The short to medium term economic outlook is somewhat uncertain.
Private companies can struggle to attract and retain key talent when competing against public companies with deeper pockets and generally perceived more attractive incentive arrangements.
Employees attitudes to work are changing and there has been a shift in employee expectations and priorities. Employees now place greater value on matters such as diversity, health and wellbeing, work life balance, flexible working hours and remote/hybrid working.
A more recent trend is emerging whereby the length of time that Generation Z and millennials generally remain with one employer is significantly less than previously experienced by employers and such generational based trends can cause havoc with employee retention.
Employees will continue to be motivated by financial and equity-based incentives and employers need to figure out a way of recruiting, managing and retaining a multigenerational workforce into the future.
Employers should examine their current remuneration and incentive models and consider whether they are fit for purpose in the current climate and beyond. What might have worked a few years ago may not necessarily work now due to the changing business environment and work practices.
Obviously, employers will need to consider the needs of the business and ensure that any new or adapted incentives strike the right balance between such the needs of the business and its employees.
If the current remuneration and equity incentive models are not working or are at risk of not working going forward, then employers should engage with tax and legal advisors to establish what tweaks if any can be made to their current bonus and share schemes. Employers should ask themselves it is worth exploring new schemes which might be more aligned to the current and future growth of the business and staff retention objectives.
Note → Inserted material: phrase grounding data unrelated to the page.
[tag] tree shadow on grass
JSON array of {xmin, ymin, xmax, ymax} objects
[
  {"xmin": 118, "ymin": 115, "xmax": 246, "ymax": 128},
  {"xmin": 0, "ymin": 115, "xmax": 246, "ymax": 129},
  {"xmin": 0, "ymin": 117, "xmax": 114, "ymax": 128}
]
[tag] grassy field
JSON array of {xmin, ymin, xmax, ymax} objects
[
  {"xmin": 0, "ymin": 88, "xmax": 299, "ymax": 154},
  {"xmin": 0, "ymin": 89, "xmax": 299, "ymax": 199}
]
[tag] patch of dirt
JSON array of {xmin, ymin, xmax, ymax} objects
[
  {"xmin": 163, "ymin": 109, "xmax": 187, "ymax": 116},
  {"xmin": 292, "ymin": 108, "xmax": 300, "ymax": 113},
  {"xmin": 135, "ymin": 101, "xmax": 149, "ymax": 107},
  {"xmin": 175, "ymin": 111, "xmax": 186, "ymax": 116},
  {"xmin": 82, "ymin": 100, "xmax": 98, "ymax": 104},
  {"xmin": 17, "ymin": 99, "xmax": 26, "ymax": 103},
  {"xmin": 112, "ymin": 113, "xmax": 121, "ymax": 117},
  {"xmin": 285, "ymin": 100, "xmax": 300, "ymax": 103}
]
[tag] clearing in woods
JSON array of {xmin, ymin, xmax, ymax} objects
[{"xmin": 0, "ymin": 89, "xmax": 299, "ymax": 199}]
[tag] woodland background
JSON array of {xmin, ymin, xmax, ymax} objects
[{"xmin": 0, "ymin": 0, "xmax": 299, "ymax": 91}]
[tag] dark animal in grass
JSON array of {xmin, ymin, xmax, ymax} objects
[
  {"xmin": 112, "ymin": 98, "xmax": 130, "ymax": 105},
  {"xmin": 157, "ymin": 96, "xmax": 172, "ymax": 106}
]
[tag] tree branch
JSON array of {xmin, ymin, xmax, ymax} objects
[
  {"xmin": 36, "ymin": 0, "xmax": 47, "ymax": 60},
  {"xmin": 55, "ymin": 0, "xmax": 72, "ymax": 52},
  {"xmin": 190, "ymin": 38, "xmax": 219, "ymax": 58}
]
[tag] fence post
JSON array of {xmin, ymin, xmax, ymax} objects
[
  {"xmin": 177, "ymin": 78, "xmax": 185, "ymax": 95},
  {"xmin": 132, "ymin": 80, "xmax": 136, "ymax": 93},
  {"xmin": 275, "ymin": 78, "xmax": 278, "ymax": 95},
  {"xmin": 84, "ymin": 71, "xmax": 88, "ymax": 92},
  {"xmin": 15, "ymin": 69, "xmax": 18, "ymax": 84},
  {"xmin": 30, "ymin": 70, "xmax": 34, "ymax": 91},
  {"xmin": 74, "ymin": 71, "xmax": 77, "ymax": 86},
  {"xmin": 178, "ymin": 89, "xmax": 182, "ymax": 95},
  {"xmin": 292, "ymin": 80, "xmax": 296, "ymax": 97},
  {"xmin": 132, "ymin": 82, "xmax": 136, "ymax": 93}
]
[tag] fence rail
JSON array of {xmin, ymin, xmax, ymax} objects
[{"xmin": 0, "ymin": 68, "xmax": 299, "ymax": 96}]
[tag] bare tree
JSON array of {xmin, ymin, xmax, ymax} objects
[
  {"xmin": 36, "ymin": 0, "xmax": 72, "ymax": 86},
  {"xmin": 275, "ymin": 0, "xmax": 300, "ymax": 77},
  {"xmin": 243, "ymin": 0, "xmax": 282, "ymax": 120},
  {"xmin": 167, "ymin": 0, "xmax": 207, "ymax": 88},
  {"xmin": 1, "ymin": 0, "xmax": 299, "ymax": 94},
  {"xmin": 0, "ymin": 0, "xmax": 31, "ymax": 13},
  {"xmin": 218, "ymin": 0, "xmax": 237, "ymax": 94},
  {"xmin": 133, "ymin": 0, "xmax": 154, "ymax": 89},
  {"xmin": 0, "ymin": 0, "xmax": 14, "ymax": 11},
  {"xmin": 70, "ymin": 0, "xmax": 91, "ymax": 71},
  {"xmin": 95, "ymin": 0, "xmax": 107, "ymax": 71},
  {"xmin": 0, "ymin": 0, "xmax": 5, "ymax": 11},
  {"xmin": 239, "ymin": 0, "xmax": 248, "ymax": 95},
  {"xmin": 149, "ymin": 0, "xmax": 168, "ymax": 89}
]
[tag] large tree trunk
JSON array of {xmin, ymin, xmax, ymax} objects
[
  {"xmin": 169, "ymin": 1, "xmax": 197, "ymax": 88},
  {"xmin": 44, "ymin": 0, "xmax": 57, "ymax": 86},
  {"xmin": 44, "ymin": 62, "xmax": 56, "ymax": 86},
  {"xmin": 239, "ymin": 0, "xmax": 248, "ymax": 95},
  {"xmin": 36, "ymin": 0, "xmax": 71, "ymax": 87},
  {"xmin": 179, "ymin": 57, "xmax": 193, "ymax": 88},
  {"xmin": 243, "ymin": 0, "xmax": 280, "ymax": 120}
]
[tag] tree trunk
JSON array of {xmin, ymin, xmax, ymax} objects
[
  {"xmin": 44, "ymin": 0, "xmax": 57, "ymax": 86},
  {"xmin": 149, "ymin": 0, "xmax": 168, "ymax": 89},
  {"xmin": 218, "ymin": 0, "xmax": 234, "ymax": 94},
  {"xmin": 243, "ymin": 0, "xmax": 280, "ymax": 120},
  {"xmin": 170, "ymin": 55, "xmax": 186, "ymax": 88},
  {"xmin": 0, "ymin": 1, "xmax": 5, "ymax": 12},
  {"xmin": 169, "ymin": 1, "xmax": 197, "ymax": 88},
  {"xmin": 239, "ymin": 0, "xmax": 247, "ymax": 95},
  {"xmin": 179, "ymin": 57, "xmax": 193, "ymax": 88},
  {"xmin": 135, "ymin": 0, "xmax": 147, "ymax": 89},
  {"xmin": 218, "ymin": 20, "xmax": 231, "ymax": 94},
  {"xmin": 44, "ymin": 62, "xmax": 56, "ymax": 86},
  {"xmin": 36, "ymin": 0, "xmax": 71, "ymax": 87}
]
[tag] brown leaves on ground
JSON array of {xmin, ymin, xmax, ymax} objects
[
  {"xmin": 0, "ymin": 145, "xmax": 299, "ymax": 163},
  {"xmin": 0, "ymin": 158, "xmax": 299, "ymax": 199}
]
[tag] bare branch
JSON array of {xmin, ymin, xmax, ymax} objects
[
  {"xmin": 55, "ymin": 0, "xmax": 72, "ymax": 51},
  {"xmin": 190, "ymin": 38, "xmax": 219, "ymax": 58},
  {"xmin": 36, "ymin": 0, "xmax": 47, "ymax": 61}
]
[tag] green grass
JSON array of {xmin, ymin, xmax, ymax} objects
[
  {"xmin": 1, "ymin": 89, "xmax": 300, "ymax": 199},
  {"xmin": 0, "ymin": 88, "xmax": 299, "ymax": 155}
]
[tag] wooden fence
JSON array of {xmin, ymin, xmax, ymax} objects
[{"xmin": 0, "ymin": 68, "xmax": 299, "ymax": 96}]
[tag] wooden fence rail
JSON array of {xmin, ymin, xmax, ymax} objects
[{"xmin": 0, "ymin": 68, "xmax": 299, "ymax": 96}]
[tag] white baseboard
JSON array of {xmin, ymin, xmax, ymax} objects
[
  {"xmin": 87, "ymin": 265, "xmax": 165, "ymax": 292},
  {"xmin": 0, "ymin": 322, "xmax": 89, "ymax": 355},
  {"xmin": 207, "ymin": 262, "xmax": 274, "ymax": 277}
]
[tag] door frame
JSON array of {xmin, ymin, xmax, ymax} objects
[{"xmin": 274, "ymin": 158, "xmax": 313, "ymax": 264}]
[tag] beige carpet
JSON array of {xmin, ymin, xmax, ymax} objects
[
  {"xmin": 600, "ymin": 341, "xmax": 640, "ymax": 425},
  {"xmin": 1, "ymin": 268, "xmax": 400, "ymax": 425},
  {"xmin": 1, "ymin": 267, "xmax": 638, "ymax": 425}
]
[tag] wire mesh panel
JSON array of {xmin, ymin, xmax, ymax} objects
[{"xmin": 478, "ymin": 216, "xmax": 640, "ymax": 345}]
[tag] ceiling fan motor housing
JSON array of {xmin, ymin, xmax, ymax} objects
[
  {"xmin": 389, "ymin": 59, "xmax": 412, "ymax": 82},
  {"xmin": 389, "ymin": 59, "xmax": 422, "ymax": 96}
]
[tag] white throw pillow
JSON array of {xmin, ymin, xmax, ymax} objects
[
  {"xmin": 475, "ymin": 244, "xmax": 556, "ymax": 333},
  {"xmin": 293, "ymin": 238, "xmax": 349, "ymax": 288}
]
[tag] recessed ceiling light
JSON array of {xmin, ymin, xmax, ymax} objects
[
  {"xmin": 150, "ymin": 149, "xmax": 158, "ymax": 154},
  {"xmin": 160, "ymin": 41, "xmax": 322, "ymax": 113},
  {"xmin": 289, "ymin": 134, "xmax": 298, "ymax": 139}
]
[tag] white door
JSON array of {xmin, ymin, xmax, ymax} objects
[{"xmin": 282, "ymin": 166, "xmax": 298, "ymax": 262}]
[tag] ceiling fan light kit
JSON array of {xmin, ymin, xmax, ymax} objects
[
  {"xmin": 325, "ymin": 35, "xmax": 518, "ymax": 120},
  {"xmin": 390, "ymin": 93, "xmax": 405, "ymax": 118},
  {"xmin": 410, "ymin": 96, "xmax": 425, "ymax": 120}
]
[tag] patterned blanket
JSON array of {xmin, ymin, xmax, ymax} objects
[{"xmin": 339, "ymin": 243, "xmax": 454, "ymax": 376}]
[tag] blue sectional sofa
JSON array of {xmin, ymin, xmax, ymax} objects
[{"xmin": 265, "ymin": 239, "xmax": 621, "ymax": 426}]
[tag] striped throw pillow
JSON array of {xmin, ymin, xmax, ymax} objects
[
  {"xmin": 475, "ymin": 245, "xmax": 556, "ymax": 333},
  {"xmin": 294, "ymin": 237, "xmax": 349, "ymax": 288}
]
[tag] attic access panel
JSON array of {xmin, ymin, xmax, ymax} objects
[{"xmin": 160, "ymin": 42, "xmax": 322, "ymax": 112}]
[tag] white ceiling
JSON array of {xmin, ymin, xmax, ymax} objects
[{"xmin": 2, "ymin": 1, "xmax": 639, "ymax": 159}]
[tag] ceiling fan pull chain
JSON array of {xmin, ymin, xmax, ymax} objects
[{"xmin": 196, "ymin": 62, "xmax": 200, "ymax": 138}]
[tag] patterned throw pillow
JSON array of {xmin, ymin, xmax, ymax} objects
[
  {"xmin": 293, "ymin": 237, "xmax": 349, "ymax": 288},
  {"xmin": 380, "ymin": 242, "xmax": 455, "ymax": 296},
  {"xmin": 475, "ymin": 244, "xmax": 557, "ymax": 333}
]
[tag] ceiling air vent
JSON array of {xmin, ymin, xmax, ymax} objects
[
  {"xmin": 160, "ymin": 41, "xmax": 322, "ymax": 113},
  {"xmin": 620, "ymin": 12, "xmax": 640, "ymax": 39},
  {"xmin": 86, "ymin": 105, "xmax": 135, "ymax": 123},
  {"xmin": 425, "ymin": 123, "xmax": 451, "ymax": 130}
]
Whilst some private companies do not consider equity-based remuneration appropriate for their particular business model there are incentive arrangements which can be implemented which do not involve issuing equity to employees but can track the future growth of the business and are worthy of consideration.
There are many equity incentive arrangements available in Ireland and there is no one size fits all approach. It is important that the board of directors of a business take a pro-active approach to regularly monitor employee incentives offered to employees and take appropriate action to reflect the current business environment and employee trends. Professional legal and tax advice should always be taken by a company when considering amending any current share-based remuneration or introducing any new incentive plan to ensure the most appropriate incentives are in place for the relevant business and such incentives genuinely incentivise and retain key employees.